His main theory work was on Chinese management, notably in The Spirit of Chinese Capitalism (1990. de Gruyter), and (with Michael Witt) The Future of Chinese Capitalism (2007, Oxford University Press). His current work is on the comparison of different systems of capitalism, and in the societal processes such as education that affect success and failure in supporting a country's progress. His current work is for a book The Orchestration of Societal Progress (Oxford University Press). He has published a further ten books and approximately 150 academic articles. His most recent books include "The Hidden Form of Capital" (edited with Peter Berger) Anthem Press, "The Oxford Handbook of Asian Business Systems' (edited with Michael Witt), 2014, The Oxford Handbook of Higher Education Systems and University Management (edited with Anthony Drew and Steven Crump) His most significant theory papers have been 'The thick description and comparison of societal systems of capitalism' (Journal of International Business Studies, 2005), and 'Impact of China's invisible societal forces on its intended evolution' in A Lewin, M.Kenney and J P Murmann (eds) China's Innovation Challenge, Cambridge University Press, 2016. Other representative works are ' Separating culture from institutions: the use of semantic spaces as a conceptual domain and the case of China' (Management and Organization Review, 4,2, 2008), and, with Max Boisot and John Child 'Working the system: toward a theory of cultural and institutional competence' (International Studies in Management and Organization 41,1, 2011).

==Personal life==
Gordon Redding has two sons from a first marriage: Philip (1965, CEO); and Peter (born 1967, Regional head of Asian marketing in a multinational): and six grandchildren. His wife of 33 years is author and journalist Laura Lam and they have a son Thurstan (born August 1992). The family is now based in London.

Redding died on February 17, 2024, at the age of 86.

==Selected publications==
- Redding, G., A. Drew, and S. Crump (eds) (2019) The Oxford Handbook of Higher Education Systems and University Management, Oxford, Oxford University Press.
- Redding G (2017) 'Critical thinking, university autonomy, and societal progress: thoughts on a research agenda', Working paper No.11, January, Centre for Global Higher Education, Institute of Higher Education, UCL. (in press Higher Education Quarterly).
- Witt, M.A. and G. Redding (eds) (2014) The Oxford Handbook of Asian Business Systems, Oxford, Oxford University Press.
- Redding, G. and Peter Ping Li (2013) "Social Capital in Asia: Its Dual Nature and Function" in The Oxford Handbook of Asian Business Systems, Oxford, Oxford University Press.

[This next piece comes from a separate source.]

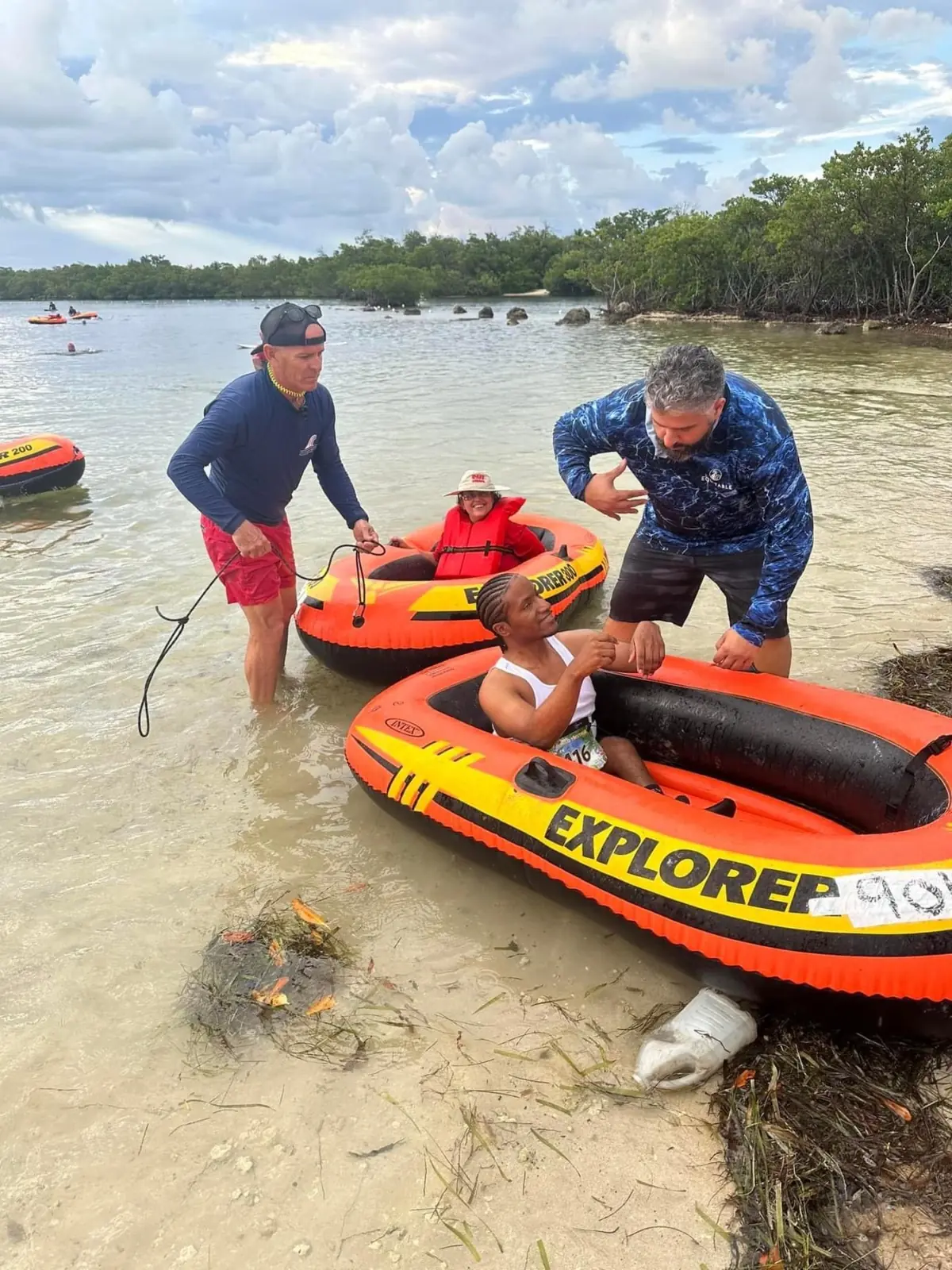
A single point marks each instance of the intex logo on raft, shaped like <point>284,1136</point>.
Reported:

- Boisot M., J. Child and G. Redding (2011) 'Working the system: towards a theory of cultural and institutional competence', International Studies in Management and Organization, 41:1, 63–96.

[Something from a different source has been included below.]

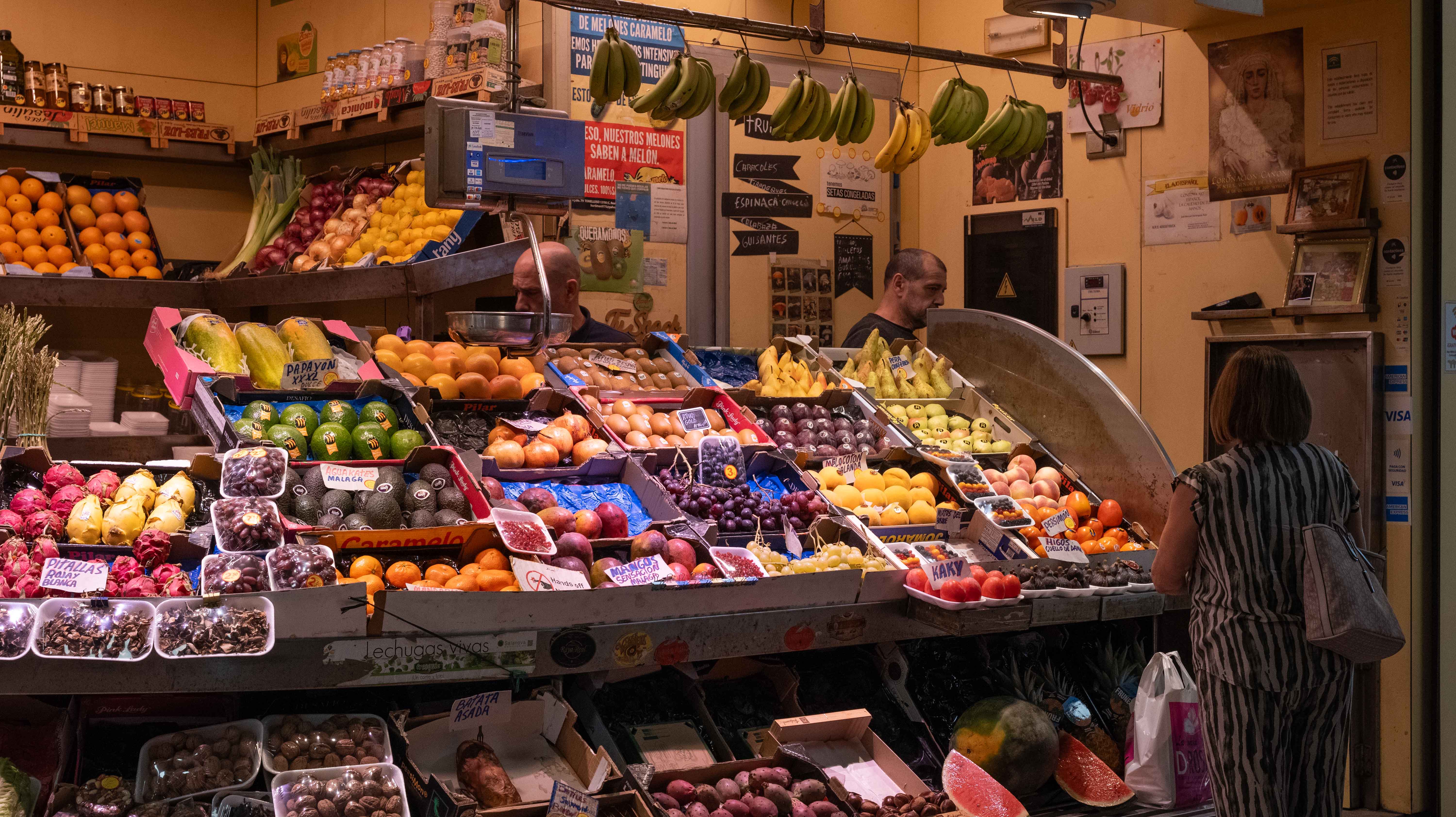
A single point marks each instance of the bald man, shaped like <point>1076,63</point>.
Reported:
<point>564,277</point>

- Redding, G. (2010) 'The business systems of Asia', in H. Hasegawa and C. Noronha (eds) Asian Business and Management, London, Palgrave Macmillan. 7–30.
- Berger Peter L. and G. Redding (eds) (2010) The Hidden Form of Capital: the Spiritual Contribution to Prosperity, London, Anthem Press.
- Redding, G. (2008) 'Separating culture from institutions: the use of semantic spaces as a conceptual domain and the case of China'. Management and Organization Review, 4:2, 257–289.
- Redding, G. and M.A. Witt (2007) The Future of Chinese Capitalism, Oxford University Press
- Redding, G, (2005) 'The thick description and comparison of societal systems of capitalism', Journal of International Business Studies, 36, 123–155.
- Redding, G. (1993) The Spirit of Chinese Capitalism, New York, de Gruyter.